One of the most highly successful books at that time(1866) was Lewis Carroll’s Alice’s Adventures in Wonderland, illustrated by John Tenniel. One can only imagine the excitement among its readers that book must have brought. At the latter half of the 19th century, toy books were very popular. They were more pictures than text and were illustrated in color as illustrations instead of photos. Some of the illustrators during this time were Randolph Caldecott, Walter Crane and Kate Greenway.
In the late 19th and early 20th century a small number of American and British artists made their living illustrating children’s books, such as Rose O’Neill, Arthur Rackham, Cicely Mary Barker, Willy Pogany, Edmund Dulac, W. Heath Robinson, Howard Pyle, or Charles Robinson. Generally, these illustrated books had eight to twelve pages of illustrated pictures or plates accompanying a classic children’s storybook. There were a few British and American illustrators making their living by illustrating for children’s books during this time.

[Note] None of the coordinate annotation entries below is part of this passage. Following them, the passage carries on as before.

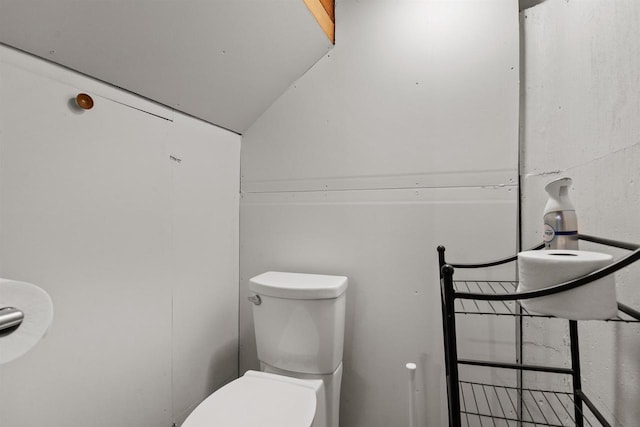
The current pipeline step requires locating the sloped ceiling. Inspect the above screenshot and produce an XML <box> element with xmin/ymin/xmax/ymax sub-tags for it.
<box><xmin>0</xmin><ymin>0</ymin><xmax>332</xmax><ymax>133</ymax></box>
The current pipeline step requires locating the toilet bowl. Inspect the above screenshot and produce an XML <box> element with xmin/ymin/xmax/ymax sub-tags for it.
<box><xmin>182</xmin><ymin>371</ymin><xmax>325</xmax><ymax>427</ymax></box>
<box><xmin>182</xmin><ymin>272</ymin><xmax>347</xmax><ymax>427</ymax></box>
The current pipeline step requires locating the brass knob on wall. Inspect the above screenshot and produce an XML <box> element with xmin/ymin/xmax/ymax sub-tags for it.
<box><xmin>76</xmin><ymin>93</ymin><xmax>93</xmax><ymax>110</ymax></box>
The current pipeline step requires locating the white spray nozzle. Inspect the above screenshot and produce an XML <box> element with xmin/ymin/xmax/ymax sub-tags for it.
<box><xmin>544</xmin><ymin>178</ymin><xmax>575</xmax><ymax>215</ymax></box>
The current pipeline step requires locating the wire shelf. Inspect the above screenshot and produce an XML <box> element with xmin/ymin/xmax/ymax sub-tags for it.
<box><xmin>453</xmin><ymin>280</ymin><xmax>640</xmax><ymax>323</ymax></box>
<box><xmin>459</xmin><ymin>381</ymin><xmax>593</xmax><ymax>427</ymax></box>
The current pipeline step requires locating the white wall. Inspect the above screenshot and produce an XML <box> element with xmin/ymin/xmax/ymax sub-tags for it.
<box><xmin>0</xmin><ymin>46</ymin><xmax>239</xmax><ymax>427</ymax></box>
<box><xmin>240</xmin><ymin>0</ymin><xmax>518</xmax><ymax>427</ymax></box>
<box><xmin>521</xmin><ymin>0</ymin><xmax>640</xmax><ymax>426</ymax></box>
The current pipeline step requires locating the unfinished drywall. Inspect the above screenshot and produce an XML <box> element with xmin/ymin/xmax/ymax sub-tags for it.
<box><xmin>521</xmin><ymin>0</ymin><xmax>640</xmax><ymax>427</ymax></box>
<box><xmin>0</xmin><ymin>46</ymin><xmax>240</xmax><ymax>427</ymax></box>
<box><xmin>240</xmin><ymin>0</ymin><xmax>518</xmax><ymax>427</ymax></box>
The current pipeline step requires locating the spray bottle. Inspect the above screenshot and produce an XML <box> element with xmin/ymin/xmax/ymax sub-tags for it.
<box><xmin>544</xmin><ymin>178</ymin><xmax>578</xmax><ymax>250</ymax></box>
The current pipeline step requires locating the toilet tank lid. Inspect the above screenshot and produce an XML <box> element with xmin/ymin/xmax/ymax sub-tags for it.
<box><xmin>249</xmin><ymin>271</ymin><xmax>348</xmax><ymax>299</ymax></box>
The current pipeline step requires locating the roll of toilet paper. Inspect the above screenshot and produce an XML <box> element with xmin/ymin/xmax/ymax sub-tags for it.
<box><xmin>0</xmin><ymin>279</ymin><xmax>53</xmax><ymax>365</ymax></box>
<box><xmin>518</xmin><ymin>249</ymin><xmax>618</xmax><ymax>320</ymax></box>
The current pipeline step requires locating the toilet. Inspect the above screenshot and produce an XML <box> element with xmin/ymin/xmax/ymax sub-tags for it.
<box><xmin>182</xmin><ymin>271</ymin><xmax>348</xmax><ymax>427</ymax></box>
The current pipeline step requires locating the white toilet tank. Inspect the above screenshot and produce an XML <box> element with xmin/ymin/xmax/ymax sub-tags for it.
<box><xmin>249</xmin><ymin>271</ymin><xmax>348</xmax><ymax>374</ymax></box>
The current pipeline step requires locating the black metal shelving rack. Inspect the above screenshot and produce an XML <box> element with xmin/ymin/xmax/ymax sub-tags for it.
<box><xmin>438</xmin><ymin>234</ymin><xmax>640</xmax><ymax>427</ymax></box>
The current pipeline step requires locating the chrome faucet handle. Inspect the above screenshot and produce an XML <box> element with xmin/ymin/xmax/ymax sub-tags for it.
<box><xmin>0</xmin><ymin>307</ymin><xmax>24</xmax><ymax>335</ymax></box>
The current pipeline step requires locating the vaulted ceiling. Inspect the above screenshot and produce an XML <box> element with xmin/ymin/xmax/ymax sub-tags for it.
<box><xmin>0</xmin><ymin>0</ymin><xmax>332</xmax><ymax>133</ymax></box>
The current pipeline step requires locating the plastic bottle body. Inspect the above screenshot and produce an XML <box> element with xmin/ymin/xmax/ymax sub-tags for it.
<box><xmin>544</xmin><ymin>211</ymin><xmax>579</xmax><ymax>250</ymax></box>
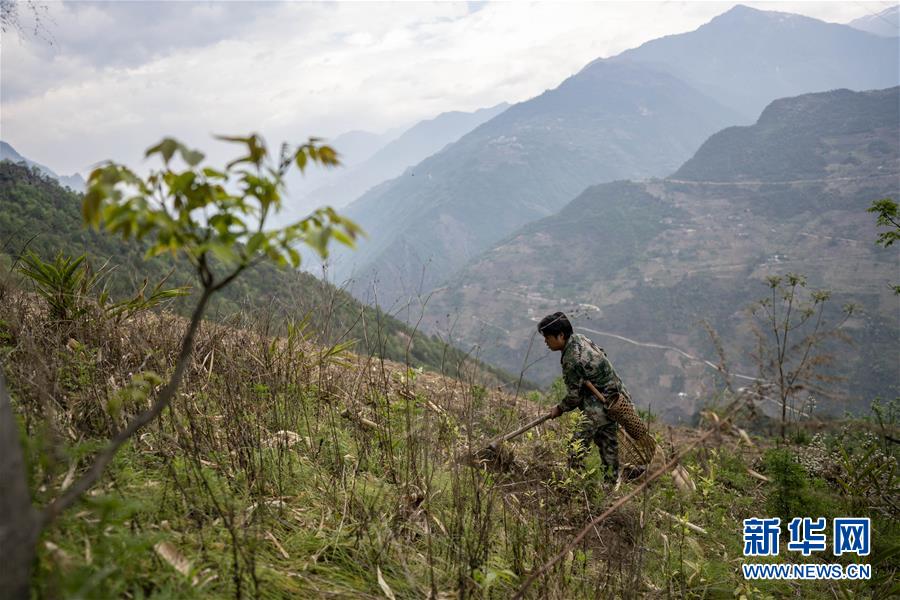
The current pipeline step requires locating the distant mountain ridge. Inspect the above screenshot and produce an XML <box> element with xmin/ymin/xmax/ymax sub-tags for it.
<box><xmin>610</xmin><ymin>5</ymin><xmax>900</xmax><ymax>118</ymax></box>
<box><xmin>0</xmin><ymin>140</ymin><xmax>85</xmax><ymax>192</ymax></box>
<box><xmin>847</xmin><ymin>5</ymin><xmax>900</xmax><ymax>37</ymax></box>
<box><xmin>307</xmin><ymin>102</ymin><xmax>509</xmax><ymax>213</ymax></box>
<box><xmin>335</xmin><ymin>62</ymin><xmax>737</xmax><ymax>306</ymax></box>
<box><xmin>332</xmin><ymin>6</ymin><xmax>900</xmax><ymax>306</ymax></box>
<box><xmin>671</xmin><ymin>87</ymin><xmax>900</xmax><ymax>182</ymax></box>
<box><xmin>424</xmin><ymin>87</ymin><xmax>900</xmax><ymax>420</ymax></box>
<box><xmin>279</xmin><ymin>103</ymin><xmax>508</xmax><ymax>222</ymax></box>
<box><xmin>0</xmin><ymin>160</ymin><xmax>531</xmax><ymax>387</ymax></box>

Beatrix Potter‘s The Tale of Peter Rabbit was published in 1902 to immediate success (according to Wikipedia). This was followed by a series of books that became very popular for the author. In 1937 a successful graphic artist and humorist, Theodor Seuss Geisel, also known as Dr. Seuss published his first book for children, And to Think That I Saw It on Mulberry Street. Published by Random House, it was an immediate success and wa followed by he 500 Hats of Bartholomew Cubbins in 1938, followed by The King’s Stilts in 1939, and Horton Hatches the Egg in 1940. It is amazing to note that during nine years, Dr. Seuss published 12 children’s books. When he created The Cat in the Hat it was his reaction to the fact that he thought children were not depicted realistically in school primer books. He had read an article in Life magazine by John Hershey on the subject. Dr. Seuss method of writing was to choose a small set of words from an elementary school vocabulary list, for example, cat, hat. He then would create the story using those words. Before 1957 there was a separation between illustrated picture books and illustrated educational books. Dr. Seuss changed this with the publication of The Cat In The Hat.

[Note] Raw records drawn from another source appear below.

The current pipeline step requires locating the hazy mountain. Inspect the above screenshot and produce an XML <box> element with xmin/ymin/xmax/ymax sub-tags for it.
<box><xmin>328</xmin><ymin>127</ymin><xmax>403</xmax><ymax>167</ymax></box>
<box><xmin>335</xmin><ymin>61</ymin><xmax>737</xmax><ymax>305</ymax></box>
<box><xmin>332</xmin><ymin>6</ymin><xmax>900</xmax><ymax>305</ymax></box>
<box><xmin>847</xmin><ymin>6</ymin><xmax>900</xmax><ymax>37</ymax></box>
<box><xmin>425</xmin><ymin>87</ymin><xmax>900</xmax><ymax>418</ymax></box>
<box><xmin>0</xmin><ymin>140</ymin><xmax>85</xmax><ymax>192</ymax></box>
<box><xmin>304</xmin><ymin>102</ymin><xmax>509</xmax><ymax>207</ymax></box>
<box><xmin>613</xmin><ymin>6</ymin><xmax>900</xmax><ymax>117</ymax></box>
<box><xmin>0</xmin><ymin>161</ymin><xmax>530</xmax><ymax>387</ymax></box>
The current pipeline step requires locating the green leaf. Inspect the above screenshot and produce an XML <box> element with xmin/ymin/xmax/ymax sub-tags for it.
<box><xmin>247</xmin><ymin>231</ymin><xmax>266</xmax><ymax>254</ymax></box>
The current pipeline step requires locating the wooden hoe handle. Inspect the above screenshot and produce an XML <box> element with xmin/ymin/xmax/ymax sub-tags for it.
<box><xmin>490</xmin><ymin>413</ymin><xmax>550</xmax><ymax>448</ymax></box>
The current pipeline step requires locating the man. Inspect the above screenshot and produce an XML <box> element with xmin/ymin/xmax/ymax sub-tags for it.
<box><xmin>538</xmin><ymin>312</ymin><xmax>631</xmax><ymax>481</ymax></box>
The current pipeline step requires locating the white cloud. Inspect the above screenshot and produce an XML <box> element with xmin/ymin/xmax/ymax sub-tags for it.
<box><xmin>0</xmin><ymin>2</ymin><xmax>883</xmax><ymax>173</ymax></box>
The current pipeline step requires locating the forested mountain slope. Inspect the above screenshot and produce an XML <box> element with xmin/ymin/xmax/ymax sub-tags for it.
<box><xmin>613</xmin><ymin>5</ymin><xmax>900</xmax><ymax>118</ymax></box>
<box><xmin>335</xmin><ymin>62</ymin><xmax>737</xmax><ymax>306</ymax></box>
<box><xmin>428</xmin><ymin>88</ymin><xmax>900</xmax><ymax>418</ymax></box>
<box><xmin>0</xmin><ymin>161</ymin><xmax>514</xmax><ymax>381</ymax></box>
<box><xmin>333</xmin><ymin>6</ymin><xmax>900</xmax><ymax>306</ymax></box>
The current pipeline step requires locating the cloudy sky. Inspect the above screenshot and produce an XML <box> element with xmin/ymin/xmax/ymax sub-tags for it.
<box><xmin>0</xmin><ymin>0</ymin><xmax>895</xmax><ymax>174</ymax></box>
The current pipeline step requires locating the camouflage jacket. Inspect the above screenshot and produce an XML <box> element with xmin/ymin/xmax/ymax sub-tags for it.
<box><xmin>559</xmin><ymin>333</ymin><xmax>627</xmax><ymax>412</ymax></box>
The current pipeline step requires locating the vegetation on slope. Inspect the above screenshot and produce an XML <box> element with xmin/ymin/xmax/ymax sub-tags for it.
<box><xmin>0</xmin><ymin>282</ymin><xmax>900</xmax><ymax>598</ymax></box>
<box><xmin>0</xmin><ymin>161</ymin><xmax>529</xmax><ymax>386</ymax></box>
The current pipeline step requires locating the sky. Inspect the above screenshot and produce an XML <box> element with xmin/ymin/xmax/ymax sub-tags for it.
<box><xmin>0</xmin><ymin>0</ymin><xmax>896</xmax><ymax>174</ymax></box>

Little Golden books began publication in 1942 by Simon and Schuster. They were inexpensive with high quality stories and illustrations. The Pokey Little Puppy, the eighth book in the series was a best seller and has remained the best-selling children’s book of all time. Many more best sellers followed including: Tootle, Scuffy the Tugboat, and The Little Red Hen. Many of the illustrators for these books went on to become staples in the picture book industry.

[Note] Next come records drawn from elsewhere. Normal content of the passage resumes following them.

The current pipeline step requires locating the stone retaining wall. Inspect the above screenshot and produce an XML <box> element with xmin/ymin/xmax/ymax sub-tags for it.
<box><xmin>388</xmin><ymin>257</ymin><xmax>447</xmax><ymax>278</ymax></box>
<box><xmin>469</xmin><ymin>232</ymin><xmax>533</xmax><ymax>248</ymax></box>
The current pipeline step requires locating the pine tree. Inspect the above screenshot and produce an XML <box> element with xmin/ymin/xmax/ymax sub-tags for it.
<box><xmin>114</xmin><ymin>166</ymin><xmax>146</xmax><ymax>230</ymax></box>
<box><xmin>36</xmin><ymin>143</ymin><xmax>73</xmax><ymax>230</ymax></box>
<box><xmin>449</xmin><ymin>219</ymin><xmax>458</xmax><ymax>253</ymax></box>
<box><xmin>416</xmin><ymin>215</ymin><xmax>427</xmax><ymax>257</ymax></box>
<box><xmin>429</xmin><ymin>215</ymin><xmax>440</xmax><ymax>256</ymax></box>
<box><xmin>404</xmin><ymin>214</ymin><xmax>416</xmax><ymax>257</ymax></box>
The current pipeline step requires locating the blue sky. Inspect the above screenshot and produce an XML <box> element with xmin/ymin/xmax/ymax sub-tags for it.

As a child I remember with fond memories my Little Golden books. I was fascinated with the stories and the pictures. My first art lesson, so to speak, was from my aunt while she was babysitting me. She opened the back of the Little Golden book and showed me how to draw a little animal. I was fascinated! My parents did not read to me as a child or take me to the library but I would entertain myself by looking at the pictures and reading the stories. When i had children, I read to them regularly and enrolled them in the local library summer reading programs. I never thought much about this until my mother told me that I was such a good mother to my children for doing this. She then apologized to me for not reading to me as a child. She said no one read to her as a child so she did not realize how important it is.
The history of picture books is wide and diverse. It is interesting to note the changes over the years and how children’s’ literature has changed. The importance of children’s picture books cannot be denied. It is a for a child their first introduction to art and literature.